On April 14, 2021, U.S. District Judge Joanna Seybert dismissed a lawsuit filed by a group of five landlords against Attorney General Letitia James (“AG James“) in the Eastern District of New York (Chrysafis, et al. v. James, Case No. 2:21-cv-00998-JS-ARL). As we highlighted in our March 4, 2021 alert, the suit challenged Part A of New York’s COVID-19 Emergency Eviction and Foreclosure Prevention Act of 2020 (the “Act“) on constitutional free speech and due process grounds. While the legislation also halts residential foreclosure proceedings and tax lien sales, the plaintiffs had hoped to enjoin enforcement of the Act’s moratorium on residential evictions for tenants facing pandemic-related hardship until August 31, 2021. In particular, Part A of the Act automatically stays eviction proceedings against tenants who submit a hardship declaration form that certifies, under penalty of perjury, their qualifications for protection under the Act.
Yet, Judge Seybert ruled against the landlords without reaching the merits of their claims and granted AG James’ motion to dismiss for lack of subject matter jurisdiction. Specifically, the Office of the Attorney General (OAG) argued that the plaintiffs’ suit was barred by the Eleventh Amendment and its guarantee of sovereign immunity, which prohibits suits by private citizens against a nonconsenting U.S. state (or against an agency or officer acting on behalf of such state) in federal court. In defense, landlords’ counsel relied on Ex Parte Young, 209 U.S. 123 (1908), a case in which the Supreme Court first recognized an exception to the Eleventh Amendment for private lawsuits based on alleged violations of the U.S. Constitution by state officials: “. . . through the doctrine of Ex Parte Young, a party may bring ‘a suit for injunctive [or declaratory] relief challenging the constitutionality of a state official’s actions in enforcing state law.'” Riley v. Cuomo, Case No. 2:17-cv-01631, 2018 WL 1832929, at *4 (E.D.N.Y. Apr. 16, 2018). Accordingly, the plaintiffs maintained that the Eleventh Amendment did not bar their complaint, since it alleged ongoing violations of the First Amendment and Fourteenth Amendment by AG James, a state official.
Judge Seybert was not persuaded, however, finding instead that AG James was not a proper party to the landlords’ action in the first instance. According to the court, the landlords had failed to establish a key requisite of the Ex Parte Young exception: an adequate nexus between the alleged constitutional infraction—in this case, a duty to enforce or enforcement of Part A of the Act—and the state official made a party to the lawsuit. Ex Parte Young, 209 U.S. at 157. To establish that nexus, plaintiffs’ counsel pointed to guidelines the OAG issued to local law enforcement regarding the Act’s provisions and unlawful evictions, all to suggest that AG James has a duty to and did so enforce the Act. But in the court’s view, those guidelines were “general guidance to local officials about their responsibilities in administering a state statute” (emphasis added), and did not imply a duty on behalf of, or constitute enforcement by, a state official, as the limited Ex Parte Young exception requires. Judge Seybert’s opinion also makes clear that the landlords might have avoided application of the Eleventh Amendment if the OAG had had a “particular duty to enforce” the Act (whether by the Act’s plain terms or based on the general laws of New York), or if AG James herself had threatened to enforce its allegedly unconstitutional provisions to the plaintiffs’ detriment. Absent such facts, the court found no alternate basis on which to predicate the denial of sovereign immunity the landlords sought.
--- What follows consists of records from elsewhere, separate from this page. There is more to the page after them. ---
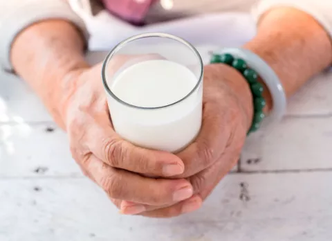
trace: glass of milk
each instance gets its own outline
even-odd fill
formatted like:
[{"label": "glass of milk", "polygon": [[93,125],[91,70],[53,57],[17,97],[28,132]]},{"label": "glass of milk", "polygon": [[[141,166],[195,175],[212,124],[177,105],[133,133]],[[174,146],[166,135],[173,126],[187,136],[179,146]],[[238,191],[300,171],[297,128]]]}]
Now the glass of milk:
[{"label": "glass of milk", "polygon": [[177,152],[197,136],[203,65],[185,40],[160,33],[131,37],[109,53],[102,75],[113,126],[124,139]]}]

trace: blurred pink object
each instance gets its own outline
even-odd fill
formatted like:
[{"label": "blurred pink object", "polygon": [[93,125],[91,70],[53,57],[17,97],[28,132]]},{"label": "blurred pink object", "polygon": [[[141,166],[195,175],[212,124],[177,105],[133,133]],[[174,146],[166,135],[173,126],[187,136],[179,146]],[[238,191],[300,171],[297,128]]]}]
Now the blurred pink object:
[{"label": "blurred pink object", "polygon": [[105,8],[112,14],[133,22],[140,23],[150,6],[157,0],[102,0]]}]

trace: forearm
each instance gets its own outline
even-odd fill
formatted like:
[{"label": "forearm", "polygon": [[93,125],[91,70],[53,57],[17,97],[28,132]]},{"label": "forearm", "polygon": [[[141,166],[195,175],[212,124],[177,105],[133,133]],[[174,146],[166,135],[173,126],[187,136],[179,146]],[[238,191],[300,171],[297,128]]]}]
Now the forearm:
[{"label": "forearm", "polygon": [[[332,63],[332,44],[325,30],[310,15],[291,8],[271,10],[261,17],[256,37],[244,46],[274,69],[287,97]],[[264,96],[268,109],[273,103]]]},{"label": "forearm", "polygon": [[64,77],[88,66],[84,48],[79,30],[63,20],[36,23],[24,30],[12,46],[14,70],[32,87],[62,127],[62,107],[72,89]]}]

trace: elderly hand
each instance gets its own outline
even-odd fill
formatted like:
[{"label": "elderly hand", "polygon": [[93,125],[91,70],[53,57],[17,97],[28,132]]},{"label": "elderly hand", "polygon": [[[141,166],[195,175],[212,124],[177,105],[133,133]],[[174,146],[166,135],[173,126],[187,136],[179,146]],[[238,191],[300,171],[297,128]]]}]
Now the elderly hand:
[{"label": "elderly hand", "polygon": [[[140,215],[169,217],[197,209],[220,180],[237,163],[252,118],[252,100],[249,85],[234,69],[223,64],[204,70],[203,125],[196,140],[177,156],[185,163],[185,172],[196,197],[162,206],[144,205]],[[122,212],[141,204],[122,202]],[[127,207],[129,209],[127,210]]]},{"label": "elderly hand", "polygon": [[[120,66],[126,58],[118,57]],[[72,84],[71,93],[64,106],[64,122],[73,157],[84,174],[119,207],[122,200],[163,206],[188,198],[185,202],[195,199],[188,180],[162,178],[183,172],[184,165],[179,157],[134,146],[114,132],[100,73],[101,64],[66,76]],[[145,206],[128,209],[131,213],[145,211]]]}]

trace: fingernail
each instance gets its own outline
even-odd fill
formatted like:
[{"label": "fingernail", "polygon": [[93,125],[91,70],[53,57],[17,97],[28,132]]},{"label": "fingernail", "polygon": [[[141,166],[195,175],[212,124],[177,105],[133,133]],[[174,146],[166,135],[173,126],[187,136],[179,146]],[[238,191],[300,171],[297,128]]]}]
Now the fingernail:
[{"label": "fingernail", "polygon": [[177,164],[168,164],[163,168],[163,174],[165,176],[174,176],[183,172],[183,168]]},{"label": "fingernail", "polygon": [[178,190],[173,194],[173,200],[174,202],[179,202],[185,200],[192,196],[192,188],[191,186],[187,186]]},{"label": "fingernail", "polygon": [[124,207],[120,212],[122,214],[131,215],[138,214],[145,212],[147,209],[144,205],[133,205]]},{"label": "fingernail", "polygon": [[187,213],[193,212],[200,207],[200,204],[196,199],[194,199],[192,201],[189,201],[187,203],[183,204],[182,207],[182,213]]}]

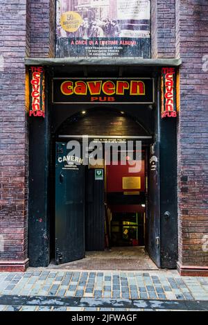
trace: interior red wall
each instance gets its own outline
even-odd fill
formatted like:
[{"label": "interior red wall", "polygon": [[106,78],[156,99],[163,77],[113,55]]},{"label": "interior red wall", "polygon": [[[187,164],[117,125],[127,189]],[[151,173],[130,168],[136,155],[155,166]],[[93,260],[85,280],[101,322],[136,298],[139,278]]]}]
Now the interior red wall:
[{"label": "interior red wall", "polygon": [[[107,192],[128,192],[139,191],[141,192],[145,190],[145,170],[144,160],[141,161],[141,170],[139,173],[130,173],[129,168],[131,167],[128,163],[126,165],[107,165]],[[141,188],[135,190],[126,190],[123,188],[122,178],[123,177],[140,177]]]}]

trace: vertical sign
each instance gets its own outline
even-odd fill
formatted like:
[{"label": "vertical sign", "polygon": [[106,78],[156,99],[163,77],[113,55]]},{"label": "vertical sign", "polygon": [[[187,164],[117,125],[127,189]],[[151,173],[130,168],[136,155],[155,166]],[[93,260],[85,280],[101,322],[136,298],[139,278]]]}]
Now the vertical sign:
[{"label": "vertical sign", "polygon": [[176,117],[175,68],[162,68],[161,78],[161,117]]},{"label": "vertical sign", "polygon": [[31,67],[30,116],[45,117],[45,76],[42,67]]},{"label": "vertical sign", "polygon": [[150,58],[150,0],[56,3],[56,57]]}]

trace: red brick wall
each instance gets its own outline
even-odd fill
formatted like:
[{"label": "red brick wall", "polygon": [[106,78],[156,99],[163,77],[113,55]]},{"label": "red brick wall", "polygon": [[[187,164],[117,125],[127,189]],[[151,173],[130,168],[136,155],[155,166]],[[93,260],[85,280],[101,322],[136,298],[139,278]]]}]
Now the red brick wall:
[{"label": "red brick wall", "polygon": [[208,55],[208,1],[177,0],[176,5],[176,52],[182,60],[177,137],[179,262],[205,267],[208,266],[208,252],[202,250],[208,236],[208,64],[203,67],[203,58]]},{"label": "red brick wall", "polygon": [[[55,0],[1,1],[0,270],[28,256],[28,119],[24,58],[53,57]],[[1,247],[2,243],[0,243]],[[13,265],[12,267],[11,265]]]},{"label": "red brick wall", "polygon": [[182,269],[194,266],[205,270],[208,267],[208,252],[202,249],[208,237],[208,1],[153,0],[151,7],[152,58],[182,60],[177,128],[179,265]]},{"label": "red brick wall", "polygon": [[24,57],[29,55],[26,1],[7,1],[0,15],[0,234],[7,260],[27,258],[27,125]]}]

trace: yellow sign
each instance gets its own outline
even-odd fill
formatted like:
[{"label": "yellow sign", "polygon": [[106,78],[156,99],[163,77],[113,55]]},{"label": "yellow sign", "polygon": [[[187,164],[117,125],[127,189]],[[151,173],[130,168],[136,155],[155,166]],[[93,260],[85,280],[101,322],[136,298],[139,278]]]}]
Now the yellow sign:
[{"label": "yellow sign", "polygon": [[141,188],[141,177],[123,177],[122,182],[123,190],[137,190]]},{"label": "yellow sign", "polygon": [[75,11],[67,11],[61,17],[62,28],[67,32],[76,32],[83,23],[83,18]]}]

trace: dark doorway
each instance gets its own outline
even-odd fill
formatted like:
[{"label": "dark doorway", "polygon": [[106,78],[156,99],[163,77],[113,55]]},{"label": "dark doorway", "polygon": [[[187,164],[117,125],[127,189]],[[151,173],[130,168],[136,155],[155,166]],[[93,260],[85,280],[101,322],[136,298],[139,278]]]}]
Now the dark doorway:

UPDATE (May 7, 2021): On May 4, 2021, New York Governor Andrew Cuomo signed Senate Bill 6362-A/Assembly Bill 7175-A, effectively extending the Act until August 31, 2021. Just two days later, the Chrysafis plaintiffs joined in a new federal complaint with the Rent Stabilization Association of New York City and asserted against Chief Administrative Judge Lawrence Marks the same constitutional claims they initially had raised against AG James. At least on its face, the new complaint (No. 21-cv-2516) seems to avoid the improper defendant issue that led Judge Seybert to rule against the plaintiffs. As the OAG asserted in its motion to dismiss, the court system—and not AG James—is charged with administering the Act.
The new complaint, also filed in the Eastern District of New York, sets forth a demand for both preliminary and permanent injunctive relief to prevent further enforcement of the Act.